California Girl is about the Becker boys and follows them into early adulthood. One becomes a homicide detective, one a minister and one a reporter. The bulk of the novel is focused on the death of a young woman, whom the Becker men have known most of their life. Her death affects each of them in a different way.
I have to start by saying I am a fan of Parker's writing and have always been impressed by his work. Having said that, I think California Girl is an exciting step in a new direction. Less of a novel about catching the killer and more about the effects the murder has on the people around her. Like Lehane with Mystic River and Rozan with Absent Friends, Parker is stepping to the next level with a novel that is every bit a piece of literature as it is a crime novel.

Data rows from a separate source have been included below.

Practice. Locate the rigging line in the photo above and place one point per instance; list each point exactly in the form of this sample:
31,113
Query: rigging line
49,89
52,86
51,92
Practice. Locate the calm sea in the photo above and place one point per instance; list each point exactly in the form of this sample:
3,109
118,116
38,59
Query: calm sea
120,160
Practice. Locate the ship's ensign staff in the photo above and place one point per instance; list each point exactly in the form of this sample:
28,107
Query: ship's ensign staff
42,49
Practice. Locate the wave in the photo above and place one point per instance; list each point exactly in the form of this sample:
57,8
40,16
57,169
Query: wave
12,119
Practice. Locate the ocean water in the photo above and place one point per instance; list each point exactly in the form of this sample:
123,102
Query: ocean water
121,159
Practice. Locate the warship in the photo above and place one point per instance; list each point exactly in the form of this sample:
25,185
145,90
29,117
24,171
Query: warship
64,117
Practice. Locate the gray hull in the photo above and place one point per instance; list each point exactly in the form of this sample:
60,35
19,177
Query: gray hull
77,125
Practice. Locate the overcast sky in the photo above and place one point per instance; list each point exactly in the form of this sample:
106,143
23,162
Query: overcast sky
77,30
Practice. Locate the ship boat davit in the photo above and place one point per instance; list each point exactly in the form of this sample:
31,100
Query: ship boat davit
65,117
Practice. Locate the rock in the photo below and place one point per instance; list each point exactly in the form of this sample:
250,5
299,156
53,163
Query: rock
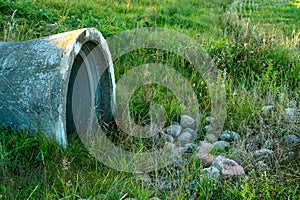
221,145
262,153
205,158
174,130
267,109
262,166
205,147
211,138
228,167
178,151
290,140
209,129
290,113
190,147
194,184
185,137
143,177
209,120
269,144
168,138
175,123
212,172
191,131
230,136
187,122
292,104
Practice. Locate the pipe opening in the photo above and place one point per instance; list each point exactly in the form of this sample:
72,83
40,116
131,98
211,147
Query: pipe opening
90,90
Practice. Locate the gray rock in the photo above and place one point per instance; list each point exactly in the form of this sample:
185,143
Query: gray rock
175,123
187,122
209,120
269,144
194,184
262,153
191,131
230,136
190,147
261,166
292,104
221,145
228,167
267,109
291,140
205,158
143,177
290,113
212,172
178,152
211,138
209,129
185,137
173,130
168,138
205,147
154,198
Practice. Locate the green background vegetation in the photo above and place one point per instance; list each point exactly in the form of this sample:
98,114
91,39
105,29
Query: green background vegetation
255,44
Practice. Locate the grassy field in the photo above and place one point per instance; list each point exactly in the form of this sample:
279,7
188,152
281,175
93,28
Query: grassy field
255,45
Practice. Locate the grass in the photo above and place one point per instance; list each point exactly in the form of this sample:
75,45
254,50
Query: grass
255,45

It is work like this that helps remove any posible stigma that comes with the term "genre novel"
In April 2005, California Girl was awarded the Edgar award for best Novel of 2004, by the Mystery Writers of America.
It is Parker's second Best Novel Edgar, as Silent Joe also won.
Great stuff!
Mr. Parker has always been exceptional at characterization, but this book nails real atmosphere as well, and is at the top of my 2004 list, along with The Narrows by Michael Connelly, Memorial Day by Harry Shannon and that new Robert Crais. The 60's seem especially relevent these days (war and all) so the writing really make my skin ripple. Great stuff! Buy it, you won't be disappointed. As usual.
A masterpiece!
A Plus for T. Jefferson Parker's incredible "California Girl."
Stylish and engaging, it transports you back to 1968 in Orange County (and up to present day)...again mixing real life characters (Dick Nixon, Tim Leary, Charles Manson) with a fictional cast of vividly sketched characters.
The three Becker brothers (a cop, a crime reporter and a minister) have an intense commitment to finding the truth about a decapitated friend from their teenage years.
Their search for the facts leads to compromise, concessions and exposure of the brothers' secrets.
It is a subtle, sophisticated, cerebral novel with justice the overruling topic...no matter how long it may take.
A well-crafted look back at a period of time that fashioned a generation told in a most intriguing manner.
As good as any book I have read this year.